C’è bisogno di questa musica, di qualcuno che riprenda l’hardcore, il punk, il garage delle origini e ce li presenti di nuovo e ancora, nel terzo millennio, nella cosiddetta modernità liquida. La gente vuole che questo accada, non aspetta altro e lo dimostra ai concerti. Il pubblico poga, si spinge, si abbraccia, si lancia e canta. È giunta l’ora dei The Rippers.

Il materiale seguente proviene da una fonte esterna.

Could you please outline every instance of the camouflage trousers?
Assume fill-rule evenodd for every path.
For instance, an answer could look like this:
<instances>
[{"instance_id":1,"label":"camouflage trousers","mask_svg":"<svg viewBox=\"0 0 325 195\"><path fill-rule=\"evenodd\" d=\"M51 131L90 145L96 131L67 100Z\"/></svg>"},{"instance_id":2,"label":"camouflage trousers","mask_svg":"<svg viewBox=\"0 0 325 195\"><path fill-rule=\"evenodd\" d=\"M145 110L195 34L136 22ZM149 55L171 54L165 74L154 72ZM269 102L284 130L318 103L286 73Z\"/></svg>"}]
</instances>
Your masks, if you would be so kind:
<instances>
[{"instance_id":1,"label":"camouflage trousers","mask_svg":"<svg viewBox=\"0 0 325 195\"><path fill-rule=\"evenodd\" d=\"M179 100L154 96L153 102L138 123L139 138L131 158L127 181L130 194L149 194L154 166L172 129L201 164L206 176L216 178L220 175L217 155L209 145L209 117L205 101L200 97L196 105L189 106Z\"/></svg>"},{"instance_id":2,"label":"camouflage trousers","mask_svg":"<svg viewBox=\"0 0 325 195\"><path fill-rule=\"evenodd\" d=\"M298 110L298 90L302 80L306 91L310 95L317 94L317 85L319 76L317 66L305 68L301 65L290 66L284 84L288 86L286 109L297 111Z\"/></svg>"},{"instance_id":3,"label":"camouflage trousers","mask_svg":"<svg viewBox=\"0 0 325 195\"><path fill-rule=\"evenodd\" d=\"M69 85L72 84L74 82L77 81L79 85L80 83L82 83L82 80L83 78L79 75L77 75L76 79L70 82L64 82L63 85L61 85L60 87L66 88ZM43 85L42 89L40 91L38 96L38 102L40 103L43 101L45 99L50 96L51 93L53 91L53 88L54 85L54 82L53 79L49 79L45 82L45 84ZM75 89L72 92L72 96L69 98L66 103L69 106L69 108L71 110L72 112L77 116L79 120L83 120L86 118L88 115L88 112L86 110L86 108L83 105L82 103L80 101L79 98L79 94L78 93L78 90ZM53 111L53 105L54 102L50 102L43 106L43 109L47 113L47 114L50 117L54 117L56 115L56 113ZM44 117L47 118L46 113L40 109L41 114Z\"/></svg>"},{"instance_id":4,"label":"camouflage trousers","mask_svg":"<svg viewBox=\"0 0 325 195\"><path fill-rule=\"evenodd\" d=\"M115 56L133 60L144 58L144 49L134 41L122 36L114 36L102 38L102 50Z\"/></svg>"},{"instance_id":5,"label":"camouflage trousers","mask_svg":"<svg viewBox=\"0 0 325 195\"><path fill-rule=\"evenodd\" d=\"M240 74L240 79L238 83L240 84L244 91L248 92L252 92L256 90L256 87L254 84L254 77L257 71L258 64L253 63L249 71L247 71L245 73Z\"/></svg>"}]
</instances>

La band, che con questa data apre il tour italiano, ha qualche ruga sul volto e diversi album e concerti alle spalle. Il progetto nasce nel 2001 a Cagliari, prendendo vita dall’esperienza degli Sleepwalkers, storico gruppo garage-punk del luogo, da cui provengono Paolo Bonino (voce) e Giovanni Di Malta (basso), a cui si sono aggregati Alessandro Ladu (batteria) e Claudio Zucca (chitarra). Con loro continua e cresce la scarica adrenalinica di garage-punk anni ’60, mescolato al più rozzo r’n’b di stampo europeo. Sono una bomba acustica: i quattro “mod maniacs” si scatenano, battono sui loro strumenti con ritmi assassini, urlano frasi ansimanti, si muovono come fossero posseduti. Sembrano una locomotiva lanciata a tutta velocità che sbuffa isterica fino a schiantarsi contro un inevitabile muro. È un sound dirompente ed elaborato, si sente che sanno quel che fanno. C’è la pesantezza e la ruvidità del garage, su cui sono ammassati strati di beat anni ’60, di armonie blues, di british rock e di punk seventies. Il pubblico recepisce; qualcuno sale sul palco e viene ricacciato al suo posto da una pedata del cantante. Si rovescia una cassa; si fa casino.
Queste cose ci piacciono, e tanto. Ne vogliamo di più. Punk is not dead.